Regardless of the odds, Luann has one goal: prepare these officers to succeed. Previous education emphasized training the cognitive and psychomotor skills of recruits, but that wasn’t enough. They needed to be trained at the affective—emotional—level as well. Integrating that affective dimension into the training, Luann believes, grounds the individual and reduces the risk of burnout or ethical missteps. “Our task is to provide training that looks at the whole person,” she says. “We don’t just want a recruit to give us the right answer. Rather, can that recruit give the proper physical response to a situation when under emotional stress? That is an integration of theory, tactical practice, and emotional stability.”
With mental health considerations woven into the entire curriculum, the academy is producing officers with more tools for helping themselves and others in the field. The training now helps officers, for example, to process events quickly after the peak moment of a crisis. “Most people get time to emotionally reset between major highs or lows. Officers don’t get that when they work 12-hour shifts,” Luann emphasizes. “They often go from incidents that would emotionally unhinge many of us—like removing a child from an abusive household or having to use their gun—to immediately having to deal with a petty crime or even do community goodwill. Our training aims to help them navigate those intense and often destabilizing incidents and transitions.”
The veterans see the positive changes. New recruits can handle stress and trauma better, and both new officers—“probationers”—and their training officers report a higher level of job satisfaction. “Probationers for the most part are better; their training now is better than it was five years ago,” one field training officer remarked after the new training was put in place. “I’ve noticed the difference.”
“We don’t have the same loss of probationers,” a captain observed, noting the vast difference from his own days as a recruit. “Before, they were dropping like flies. In my opinion, we are now putting out in the field the best recruits we’ve ever had.”

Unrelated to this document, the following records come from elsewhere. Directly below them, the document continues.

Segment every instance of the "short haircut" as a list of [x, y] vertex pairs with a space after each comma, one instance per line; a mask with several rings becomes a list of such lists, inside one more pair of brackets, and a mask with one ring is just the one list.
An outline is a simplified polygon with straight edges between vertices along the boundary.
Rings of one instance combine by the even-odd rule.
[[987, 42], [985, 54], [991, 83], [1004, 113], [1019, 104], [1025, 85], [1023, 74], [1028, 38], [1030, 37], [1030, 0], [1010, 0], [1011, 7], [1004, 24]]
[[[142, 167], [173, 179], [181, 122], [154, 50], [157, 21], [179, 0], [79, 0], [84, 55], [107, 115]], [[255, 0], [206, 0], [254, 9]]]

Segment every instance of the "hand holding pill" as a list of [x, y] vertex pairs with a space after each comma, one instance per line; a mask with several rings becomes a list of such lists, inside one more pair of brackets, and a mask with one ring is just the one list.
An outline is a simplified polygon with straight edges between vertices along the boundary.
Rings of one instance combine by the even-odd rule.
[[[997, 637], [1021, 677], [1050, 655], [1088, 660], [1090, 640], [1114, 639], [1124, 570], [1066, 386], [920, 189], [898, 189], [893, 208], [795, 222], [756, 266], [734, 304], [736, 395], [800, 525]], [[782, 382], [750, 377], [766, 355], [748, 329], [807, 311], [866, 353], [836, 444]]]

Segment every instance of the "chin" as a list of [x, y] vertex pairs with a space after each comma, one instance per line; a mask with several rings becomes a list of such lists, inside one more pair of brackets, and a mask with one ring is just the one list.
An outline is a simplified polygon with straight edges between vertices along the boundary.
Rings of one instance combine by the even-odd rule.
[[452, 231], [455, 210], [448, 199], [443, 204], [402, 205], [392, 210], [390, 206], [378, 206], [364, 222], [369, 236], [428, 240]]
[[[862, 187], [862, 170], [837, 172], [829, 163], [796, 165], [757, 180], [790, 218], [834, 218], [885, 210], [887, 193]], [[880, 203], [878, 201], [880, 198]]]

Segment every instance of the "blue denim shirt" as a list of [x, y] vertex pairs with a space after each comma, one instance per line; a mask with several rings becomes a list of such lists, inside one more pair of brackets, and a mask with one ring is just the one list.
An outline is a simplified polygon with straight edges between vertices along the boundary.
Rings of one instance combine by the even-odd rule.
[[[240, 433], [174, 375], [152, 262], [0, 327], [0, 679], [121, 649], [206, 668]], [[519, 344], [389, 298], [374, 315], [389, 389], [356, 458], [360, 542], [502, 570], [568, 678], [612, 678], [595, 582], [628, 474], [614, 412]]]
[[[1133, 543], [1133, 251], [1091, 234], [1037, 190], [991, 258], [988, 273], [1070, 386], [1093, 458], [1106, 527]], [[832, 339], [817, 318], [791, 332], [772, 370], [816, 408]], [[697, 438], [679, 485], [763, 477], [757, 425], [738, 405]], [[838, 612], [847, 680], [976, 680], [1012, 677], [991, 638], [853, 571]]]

It’s a herculean labor to make a 10,000-person police force the healthiest it can be, but this is Luann Pannell’s passion and calling. She has deep respect for those who enter the academy to protect and serve their neighbors, and she works to keep that pure and loving motive intact—even as those officers experience days upon days just like that very real scenario at the beginning of this story. “When someone signs up to be a police officer, they are guaranteed to meet violence and trauma,” says Luann, “so they need to be mentally healthy. I want these young men and women who come into the force at 23 or 24 with noble intent to recognize the person in the mirror at the end of their policing career.”